Download from huggingface

sh
# For PRC users
export HF_ENDPOINT=https://hf-mirror.com
export HF_HUB_ENABLE_HF_TRANSFER=1
sh
# [Recommend] qwen1.5-14b-chat (q5_k_m)
huggingface-cli download Qwen/Qwen1.5-14B-Chat-GGUF qwen1_5-14b-chat-q5_k_m.gguf --local-dir ./models/ --local-dir-use-symlinks False

# qwen1.5-1.8b-chat (q5_k_m)
huggingface-cli download Qwen/Qwen1.5-1.8B-Chat-GGUF qwen1_5-1_8b-chat-q8_0.gguf --local-dir ./models/ --local-dir-use-symlinks False

# qwen1.5-7b-chat (q2_k)
huggingface-cli download Qwen/Qwen1.5-7B-Chat-GGUF qwen1_5-7b-chat-q2_k.gguf --local-dir ./models/ --local-dir-use-symlinks False

# qwen1.5-72b-chat (q2_k)
huggingface-cli download Qwen/Qwen1.5-72B-Chat-GGUF qwen1_5-72b-chat-q2_k.gguf --local-dir ./models/ --local-dir-use-symlinks False

# mixtral-8x7b-instruct (Q5_K_M)
huggingface-cli download TheBloke/Mixtral-8x7B-Instruct-v0.1-GGUF mixtral-8x7b-instruct-v0.1.Q5_K_M.gguf --local-dir ./models/ --local-dir-use-symlinks False

Run Chat server

llama-cpp

sh
# main:    ~/repos/llama.cpp/build/bin/main
# models:  ~/repos/local-llms/models/
cd build/bin

Interactive mode

sh
# qwen1.5-14b-chat (q2_k)
./main --model "$HOME/repos/local-llms/models/qwen1_5-14b-chat-q5_k_m.gguf" --n-gpu-layers 41 --ctx-size 8192 --interactive-first

# qwen1.5-72b-chat (q2_k)
./main --model "$HOME/repos/local-llms/models/qwen1_5-72b-chat-q2_k.gguf" --n-gpu-layers 41 --ctx-size 8192 --interactive-first

Server mode

sh
# qwen1.5-14b-chat (q2_k)
./server --model "$HOME/repos/local-llms/models/qwen1_5-14b-chat-q5_k_m.gguf" --host 0.0.0.0 --port 13332 --n-gpu-layers 41 --ctx-size 8192

# qwen1.5-72b-chat (q2_k)
./server --model "$HOME/repos/local-llms/models/qwen1_5-72b-chat-q2_k.gguf" --host 0.0.0.0 --port 13332 --n-gpu-layers 81 --ctx-size 8192
api_like_OAI.py (Deprecated)

api_like_OAI.py

You can also use api_like_OAI.py for OpenAI format compatibility:

sh
# [./build/bin/]
wget https://raw.githubusercontent.com/ggerganov/llama.cpp/ea73dace986f05b6b35c799880c7eaea7ee578f4/examples/server/api_like_OAI.py
python api_like_OAI.py --host 0.0.0.0 --port 13333 --llama-api http://127.0.0.1:13332

./server now supports OpenAI format requests, so this method is no longer suggested.

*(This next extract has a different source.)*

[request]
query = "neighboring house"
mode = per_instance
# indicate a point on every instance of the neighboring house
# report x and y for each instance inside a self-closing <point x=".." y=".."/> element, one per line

See: Short guide to hosting your own llama.cpp openAI compatible web-server

llama-cpp-python

This will launch a LLM server which supports requests in OpenAI API format.

sh
# If the machine is hosted behind proxy, 
#   you might need to unset `http(s)_proxy` before running the serive
# or set `no_proxy` as below:
export no_proxy=localhost,127.0.0.1,127.0.0.0,127.0.1.1,local.home

# If you have multiple GPUs, you can specify which one to use:
#   by default, llama-cpp will use all GPUs and allocate the memory equally
export CUDA_VISIBLE_DEVICES=0,1,2
sh
# [Recommend] qwen1.5-14b-chat (q5_k_m)
python -m llama_cpp.server --model "./models/qwen1_5-14b-chat-q5_k_m.gguf" --model_alias "qwen1.5-14b-chat" --host 0.0.0.0 --port 13333 --n_ctx 8192 --n_gpu_layers 41 --interrupt_requests True

# qwen1.5-7b-chat (q2_k)
python -m llama_cpp.server --model "./models/qwen1_5-7b-chat-q5_k_m.gguf" --model_alias "qwen-1.5-7b-chat" --host 0.0.0.0 --port 13333 --n_ctx 16384 --n_gpu_layers 33 --interrupt_requests True

# qwen1.5-72b-chat (q2_k)
python -m llama_cpp.server --model "./models/qwen1_5-72b-chat-q2_k.gguf" --model_alias "qwen-1.5-72b-chat" --host 0.0.0.0 --port 13333 --n_ctx 16384 --n_gpu_layers 81 --interrupt_requests True

# mixtral-8x7b (Q5_K_M)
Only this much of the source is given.